A few weeks ago there was a discussion on new restaurant openings in town, and Cocotte came up as one location that quite a few people wanted to try. Well, someone in the group did try it, and commented "wonder how long the chef was actually at Amber..."
A quick glance at Patrick's CV online shows that he was at the Landmark Mandarin Hotel from late 2005 to mid-2006. Well, even if he were chef de cuisine at Amber during that time, to be honest the Amber of 2006 ain't exactly what it is today. So to even use it as the primary part of your PR blurb is a little misleading... never mind that he's outright lying about his position.
Of course, most of us (well... myself excluded in this case) just take what the restaurant/PR tells us and lap it up. Lots of media, websites, blogs... have basically regurgitated the same line, without bothering to do some basic due diligence to see if the guy is really who he says he is. One Francophile website I came across even called him the "former head of Amber" - which is so laughable I wanted to call up the people behind the site and meet them... because anyone who knows anything about Amber would know who the "head of Amber" is.
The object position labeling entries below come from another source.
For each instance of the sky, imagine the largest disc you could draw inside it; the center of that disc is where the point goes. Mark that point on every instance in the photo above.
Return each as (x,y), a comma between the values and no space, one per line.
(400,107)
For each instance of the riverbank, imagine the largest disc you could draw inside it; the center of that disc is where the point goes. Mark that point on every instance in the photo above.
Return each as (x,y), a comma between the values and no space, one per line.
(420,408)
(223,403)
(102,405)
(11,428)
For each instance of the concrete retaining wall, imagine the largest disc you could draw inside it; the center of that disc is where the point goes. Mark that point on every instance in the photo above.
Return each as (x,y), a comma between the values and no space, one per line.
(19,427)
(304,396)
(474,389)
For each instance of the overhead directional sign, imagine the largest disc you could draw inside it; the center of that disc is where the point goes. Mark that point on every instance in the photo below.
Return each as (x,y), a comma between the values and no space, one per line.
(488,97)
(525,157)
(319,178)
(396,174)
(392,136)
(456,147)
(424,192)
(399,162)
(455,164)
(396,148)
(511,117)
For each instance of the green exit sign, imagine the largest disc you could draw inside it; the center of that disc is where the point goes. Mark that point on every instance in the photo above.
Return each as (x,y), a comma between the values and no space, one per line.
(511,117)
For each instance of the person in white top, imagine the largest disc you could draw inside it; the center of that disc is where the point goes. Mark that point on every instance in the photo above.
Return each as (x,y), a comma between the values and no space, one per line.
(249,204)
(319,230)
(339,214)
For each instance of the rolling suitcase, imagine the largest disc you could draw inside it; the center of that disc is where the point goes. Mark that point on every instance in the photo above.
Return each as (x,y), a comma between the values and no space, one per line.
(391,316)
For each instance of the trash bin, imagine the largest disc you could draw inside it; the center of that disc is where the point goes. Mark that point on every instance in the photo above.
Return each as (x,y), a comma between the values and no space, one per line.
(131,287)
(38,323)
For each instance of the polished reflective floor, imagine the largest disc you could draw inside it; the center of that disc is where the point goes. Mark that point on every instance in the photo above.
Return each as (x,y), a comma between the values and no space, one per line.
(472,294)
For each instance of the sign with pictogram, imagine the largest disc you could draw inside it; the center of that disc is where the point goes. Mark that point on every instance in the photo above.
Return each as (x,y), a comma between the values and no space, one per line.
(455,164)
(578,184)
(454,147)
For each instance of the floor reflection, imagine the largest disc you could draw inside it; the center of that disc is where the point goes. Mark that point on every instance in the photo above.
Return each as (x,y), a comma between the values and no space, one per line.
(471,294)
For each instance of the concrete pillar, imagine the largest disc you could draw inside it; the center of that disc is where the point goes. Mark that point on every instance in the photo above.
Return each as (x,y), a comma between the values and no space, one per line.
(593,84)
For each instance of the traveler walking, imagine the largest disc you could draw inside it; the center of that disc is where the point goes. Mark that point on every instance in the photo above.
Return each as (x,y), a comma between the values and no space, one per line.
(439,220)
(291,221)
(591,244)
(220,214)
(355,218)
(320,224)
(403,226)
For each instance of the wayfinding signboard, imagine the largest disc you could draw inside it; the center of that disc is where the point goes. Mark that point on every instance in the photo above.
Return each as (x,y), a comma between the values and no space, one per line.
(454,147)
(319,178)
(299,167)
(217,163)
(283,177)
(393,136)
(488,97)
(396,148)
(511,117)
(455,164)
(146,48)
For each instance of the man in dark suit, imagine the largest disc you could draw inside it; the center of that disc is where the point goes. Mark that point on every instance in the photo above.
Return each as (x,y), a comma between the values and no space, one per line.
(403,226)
Now a little word about the Moldovan brothers behind the restaurant - Jonathan and Brice - who are described in the PR blurb as having "come from a long line of five-starred European hospitality." What exactly does that mean? Based on what I can gather from the internet - including this New York Times interview with Brice and his twin brother Petrous - their parents had a brasserie in the small village where they were born. Not exactly five-star, n'est-ce pas?
Jonathan, as far as I can tell, has mostly worked in finance. The twins said they always worked in the same restaurants from the time they were teenagers, so I'm assuming that Brice's CV would look almost identical to Petrous'. Let's see... some rustic-looking place around Nice; another small resto in the small, seaside town of La Barre-de-Monts; a country club in England; a lodge restaurant in Sun Valley, Idaho that is described as a "comfortable family restaurant"... After that, there was finally a name I recognized - La Côte Basque in New York. I'm not sure what Brice was doing, but Petrous is said to have been sous chef. Given that La Côte Basque closed in 2004 when the twins were around 22, he would have been a pretty young sous chef... After another stint elsewhere, the twins found themselves back in New York with the Russian Tea Room, where Brice was the mixologist and Petrous was chef de cuisine and found time to make the local news. Later on the three brothers decided to strike out on their own, opening New York Burger Company.
The preceding paragraph was, perhaps, a long line... but how much of it was "five-starred European hospitality"? Well... none, if you asked me.
So... this is the type of stuff that's going on in our F and B industry - where people inflate their CVs and outright lie about their experience. The running joke among my friends is that "everyone and their dog has worked at elBulli" - or nowadays noma. As a consumer who shells out his hard-earned cash, how excited am I about all these upcoming new openings around town, run by people like these? Not very. I'd rather go back to my list of tried-and-true restaurants, including - you guessed it - Amber.